If you need to integrate with a framework not listed above, implement a function that takes your agent and returns a callable:

from agentassay.core.models import ExecutionTrace, StepTrace

def my_framework_adapter(agent) -> callable:
    """Adapt MyFramework agents to AgentAssay's ExecutionTrace format."""

    def run(input_data: dict) -> ExecutionTrace:
        # Execute the agent using your framework's API
        result = agent.invoke(input_data)

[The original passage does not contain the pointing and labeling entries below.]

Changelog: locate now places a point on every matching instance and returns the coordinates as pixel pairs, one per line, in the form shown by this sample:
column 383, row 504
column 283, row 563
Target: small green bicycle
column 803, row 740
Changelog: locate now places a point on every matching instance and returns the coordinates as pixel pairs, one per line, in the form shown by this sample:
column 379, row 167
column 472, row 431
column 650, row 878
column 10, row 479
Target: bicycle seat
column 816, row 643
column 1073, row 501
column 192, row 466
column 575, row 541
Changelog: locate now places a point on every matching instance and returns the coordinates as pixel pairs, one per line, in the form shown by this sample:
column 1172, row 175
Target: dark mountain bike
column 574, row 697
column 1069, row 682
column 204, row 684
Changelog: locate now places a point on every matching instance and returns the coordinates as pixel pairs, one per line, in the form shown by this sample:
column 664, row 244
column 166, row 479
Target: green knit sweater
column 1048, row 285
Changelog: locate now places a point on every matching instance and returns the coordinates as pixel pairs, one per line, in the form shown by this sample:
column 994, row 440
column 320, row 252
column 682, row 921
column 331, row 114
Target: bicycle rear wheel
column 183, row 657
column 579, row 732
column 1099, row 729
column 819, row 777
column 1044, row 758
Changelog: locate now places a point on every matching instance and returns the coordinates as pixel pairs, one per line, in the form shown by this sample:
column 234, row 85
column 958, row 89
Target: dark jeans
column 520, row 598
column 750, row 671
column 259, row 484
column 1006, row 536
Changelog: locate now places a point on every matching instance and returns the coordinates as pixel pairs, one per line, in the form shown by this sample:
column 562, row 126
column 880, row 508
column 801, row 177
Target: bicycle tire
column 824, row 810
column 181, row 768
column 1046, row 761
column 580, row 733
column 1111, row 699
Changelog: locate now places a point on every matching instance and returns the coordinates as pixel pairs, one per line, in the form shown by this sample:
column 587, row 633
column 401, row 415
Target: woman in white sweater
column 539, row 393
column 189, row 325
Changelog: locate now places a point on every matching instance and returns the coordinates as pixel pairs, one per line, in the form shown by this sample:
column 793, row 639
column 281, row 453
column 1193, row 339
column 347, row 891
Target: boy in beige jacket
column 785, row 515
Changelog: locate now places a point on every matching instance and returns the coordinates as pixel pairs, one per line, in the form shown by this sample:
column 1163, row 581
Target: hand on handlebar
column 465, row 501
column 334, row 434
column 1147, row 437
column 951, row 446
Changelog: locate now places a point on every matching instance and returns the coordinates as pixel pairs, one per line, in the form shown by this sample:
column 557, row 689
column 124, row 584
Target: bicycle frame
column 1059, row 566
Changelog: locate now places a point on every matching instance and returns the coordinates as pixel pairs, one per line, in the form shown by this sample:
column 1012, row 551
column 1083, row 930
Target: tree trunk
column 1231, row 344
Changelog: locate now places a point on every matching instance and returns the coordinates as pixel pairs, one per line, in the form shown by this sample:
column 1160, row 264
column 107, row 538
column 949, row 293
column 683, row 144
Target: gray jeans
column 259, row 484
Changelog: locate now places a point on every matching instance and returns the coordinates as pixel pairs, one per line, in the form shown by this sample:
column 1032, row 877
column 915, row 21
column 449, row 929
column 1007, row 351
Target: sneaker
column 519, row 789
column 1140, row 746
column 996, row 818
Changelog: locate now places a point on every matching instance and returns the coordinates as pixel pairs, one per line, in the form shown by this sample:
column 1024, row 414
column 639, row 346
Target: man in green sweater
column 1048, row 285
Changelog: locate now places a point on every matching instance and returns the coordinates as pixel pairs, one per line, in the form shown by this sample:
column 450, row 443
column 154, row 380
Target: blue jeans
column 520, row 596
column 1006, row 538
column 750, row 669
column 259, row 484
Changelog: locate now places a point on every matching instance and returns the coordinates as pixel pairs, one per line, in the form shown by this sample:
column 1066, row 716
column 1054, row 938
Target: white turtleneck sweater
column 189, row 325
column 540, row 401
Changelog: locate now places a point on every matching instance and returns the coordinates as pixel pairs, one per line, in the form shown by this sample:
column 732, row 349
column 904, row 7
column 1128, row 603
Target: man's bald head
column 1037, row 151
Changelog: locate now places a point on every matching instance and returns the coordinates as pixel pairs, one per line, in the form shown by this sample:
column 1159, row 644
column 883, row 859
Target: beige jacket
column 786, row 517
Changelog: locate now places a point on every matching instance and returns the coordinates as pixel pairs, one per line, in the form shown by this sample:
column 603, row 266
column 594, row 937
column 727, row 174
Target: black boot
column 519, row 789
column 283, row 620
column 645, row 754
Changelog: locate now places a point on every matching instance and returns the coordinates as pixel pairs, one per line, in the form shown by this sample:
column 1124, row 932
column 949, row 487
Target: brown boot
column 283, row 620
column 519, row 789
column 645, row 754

        # Convert your framework's output to StepTrace objects
        steps = []
        for i, step in enumerate(result.steps):
            steps.append(StepTrace(
                step_index=i,
                action=step.type,
                tool_name=step.tool if step.type == "tool_call" else None,
                tool_input=step.tool_args if step.type == "tool_call" else None,
                tool_output=step.tool_result if step.type == "tool_call" else None,
                llm_input=step.prompt if step.type == "llm_response" else None,
                llm_output=step.response if step.type == "llm_response" else None,
                model=step.model,
                duration_ms=step.duration_ms,
            ))

        return ExecutionTrace(
            scenario_id=input_data.get("scenario_id", "default"),
            steps=steps,
            input_data=input_data,
            output_data=result.final_output,
            success=result.success,
            error=str(result.error) if result.error else None,
            total_duration_ms=result.total_duration_ms,
            total_cost_usd=result.total_cost,
            model=result.model,
            framework="my_framework",
        )

    return run

The key requirement is that your adapter returns an ExecutionTrace with accurate StepTrace entries. The more detail you capture in the steps, the more coverage metrics and mutation testing can analyze.